Poland has announced an investment of 4.6bn zloty ($1.2bn) from its 2025 budget to initiate the development of the nation's inaugural nuclear power plant (NPP), Bloomberg reported.
This move is a strategic effort to diversify the country's energy mix and reduce electricity costs, Poland finance minister Andrzej Domanski said in Olsztyn, northeast Poland.
He emphasised on the necessity of combining renewable energy sources with nuclear generation to achieve more affordable electricity prices.
Domanski disclosed the preliminary funding details for the project, which is poised to be the largest investment in the country's history, just days ahead of a cabinet meeting to discuss the upcoming year's budget proposal.
The government had earlier projected that around 60bn zloty would be needed for the 2025-2030 phase of the nuclear project, before additional funding from the US, which is providing the technology, becomes available.
The plant, which is expected to be situated near the Baltic Sea, is anticipated to commence operations in roughly ten years.
The International Atomic Energy Agency (IAEA) conducted a review mission in April, which praised Poland's progress in establishing the necessary infrastructure for nuclear power.
The Phase 2 Integrated Nuclear Infrastructure Review, which occurred from 15 to 25 April, was requested by the Polish Government.
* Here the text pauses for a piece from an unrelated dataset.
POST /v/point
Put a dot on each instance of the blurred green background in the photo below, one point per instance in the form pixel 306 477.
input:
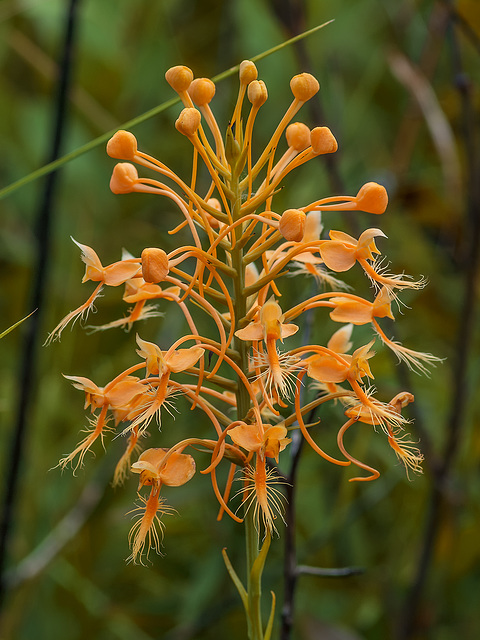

It aimed to assess the country's preparedness to either invite bids or negotiate a contract for its first nuclear power plant.
The review team “identified good practices that would benefit other countries developing nuclear power in the areas of contracting approach, strategic approach to funding, early authorisation of technical support organisations to support the nuclear regulator, engagement with the electrical grid operator, stakeholder involvement and industrial involvement.”
Earlier this month, the Polish Government revealed plans to introduce a loan programme for offshore wind energy worth approximately €5bn ($5.46bn), supported by the EU’s recovery funds.
State-owned bank BKG announced that the loan agreements will support projects with a minimum installed capacity of 300 MW.
These loans can be arranged until 31 August 2026, with repayment periods extending up to 2053.